Gut rehabilitation and intestinal transplantation

Kareem M Abu-Elmagd, Geoffrey Bond, Laura Matarese, Guilherme Costa, Darlene Koritsky, Karen Laughlin, Bonnie Schuster, Kyle Soltys, Hossam Kandil, Rakesh Sindhi, Stephen O Keefe and George Mazariegos

The field of short bowel syndrome and gastrointestinal failure has recently evolved, particularly after the clinical introduction of intestinal and multivisceral transplantation. For nearly three decades, the management of short bowel syndrome was limited to the natural adaptation process and lifelong intravenous supplementation. However, recent clinical availability of intestinal transplantation as an alternative to total parenteral nutrition, has fueled the field with relentless efforts to enhance intestinal adaptation and gut rehabilitation with the achievement of full nutritional autonomy.
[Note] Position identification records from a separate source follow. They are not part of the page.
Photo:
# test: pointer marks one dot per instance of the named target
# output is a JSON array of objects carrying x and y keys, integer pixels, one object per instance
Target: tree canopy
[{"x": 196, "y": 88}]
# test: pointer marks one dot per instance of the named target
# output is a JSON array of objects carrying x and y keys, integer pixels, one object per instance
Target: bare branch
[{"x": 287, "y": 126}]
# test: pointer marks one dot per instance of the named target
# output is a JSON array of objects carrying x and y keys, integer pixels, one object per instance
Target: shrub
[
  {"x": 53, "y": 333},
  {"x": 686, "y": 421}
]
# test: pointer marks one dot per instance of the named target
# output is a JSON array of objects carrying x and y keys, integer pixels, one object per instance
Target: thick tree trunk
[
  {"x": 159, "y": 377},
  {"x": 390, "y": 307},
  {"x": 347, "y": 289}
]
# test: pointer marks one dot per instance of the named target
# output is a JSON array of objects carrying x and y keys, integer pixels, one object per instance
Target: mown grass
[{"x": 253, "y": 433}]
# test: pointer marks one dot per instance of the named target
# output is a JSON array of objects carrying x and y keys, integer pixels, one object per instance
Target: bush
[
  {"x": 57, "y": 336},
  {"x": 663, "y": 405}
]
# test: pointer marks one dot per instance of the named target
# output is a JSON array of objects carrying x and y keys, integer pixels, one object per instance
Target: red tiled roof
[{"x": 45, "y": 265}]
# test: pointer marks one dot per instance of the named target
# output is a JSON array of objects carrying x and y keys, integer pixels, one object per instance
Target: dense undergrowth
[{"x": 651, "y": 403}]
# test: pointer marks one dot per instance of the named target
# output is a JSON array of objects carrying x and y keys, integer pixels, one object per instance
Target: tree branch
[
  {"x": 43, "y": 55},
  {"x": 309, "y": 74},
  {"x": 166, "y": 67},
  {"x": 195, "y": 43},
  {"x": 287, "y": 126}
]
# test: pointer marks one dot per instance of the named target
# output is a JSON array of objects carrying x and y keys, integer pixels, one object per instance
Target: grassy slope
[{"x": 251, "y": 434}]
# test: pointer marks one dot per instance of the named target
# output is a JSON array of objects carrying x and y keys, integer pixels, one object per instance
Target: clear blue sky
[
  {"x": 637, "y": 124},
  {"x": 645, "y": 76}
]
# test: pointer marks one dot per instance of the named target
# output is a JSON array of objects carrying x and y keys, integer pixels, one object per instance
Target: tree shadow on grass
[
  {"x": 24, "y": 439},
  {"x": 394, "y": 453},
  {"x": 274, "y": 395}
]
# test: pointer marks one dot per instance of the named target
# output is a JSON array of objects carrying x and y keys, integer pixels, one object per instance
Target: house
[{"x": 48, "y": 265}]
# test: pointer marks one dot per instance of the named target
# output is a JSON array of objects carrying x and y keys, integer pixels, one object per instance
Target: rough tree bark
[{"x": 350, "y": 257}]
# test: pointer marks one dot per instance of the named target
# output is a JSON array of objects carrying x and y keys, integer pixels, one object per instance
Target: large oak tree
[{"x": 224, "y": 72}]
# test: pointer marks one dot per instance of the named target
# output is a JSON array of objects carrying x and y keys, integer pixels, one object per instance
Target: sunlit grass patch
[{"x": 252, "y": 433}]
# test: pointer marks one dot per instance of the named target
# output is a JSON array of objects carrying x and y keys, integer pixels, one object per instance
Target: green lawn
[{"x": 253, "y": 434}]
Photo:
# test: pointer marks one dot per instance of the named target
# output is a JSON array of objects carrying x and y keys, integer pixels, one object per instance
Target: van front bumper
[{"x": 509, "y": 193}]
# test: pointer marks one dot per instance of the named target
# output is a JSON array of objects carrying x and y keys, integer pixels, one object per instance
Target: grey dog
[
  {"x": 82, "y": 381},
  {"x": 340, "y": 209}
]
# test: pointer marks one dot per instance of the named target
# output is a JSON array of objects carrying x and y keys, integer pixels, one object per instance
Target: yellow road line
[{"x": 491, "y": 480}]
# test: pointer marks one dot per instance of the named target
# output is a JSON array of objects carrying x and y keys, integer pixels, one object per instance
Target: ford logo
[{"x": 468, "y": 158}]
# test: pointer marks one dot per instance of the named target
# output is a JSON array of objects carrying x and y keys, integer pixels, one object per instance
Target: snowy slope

Intestinal and multivisceral transplantation has added new dimensions as a creative therapy to short bowel syndrome patients, as well as those with extensive abdominal pathology that could not be treated with conventional methods. With continuous improvement in the survival outcome, the procedure has become more widely applicable and commonly utilized, with more than 65 intestinal transplant centers worldwide. With the procedure currently showing improvement in therapeutic indices, including cost effectiveness and quality of life, we believe intestinal and multivisceral transplantation should promptly be offered to short bowel syndrome patients who fail conventional rehabilitation as well as those with complex abdominal pathology.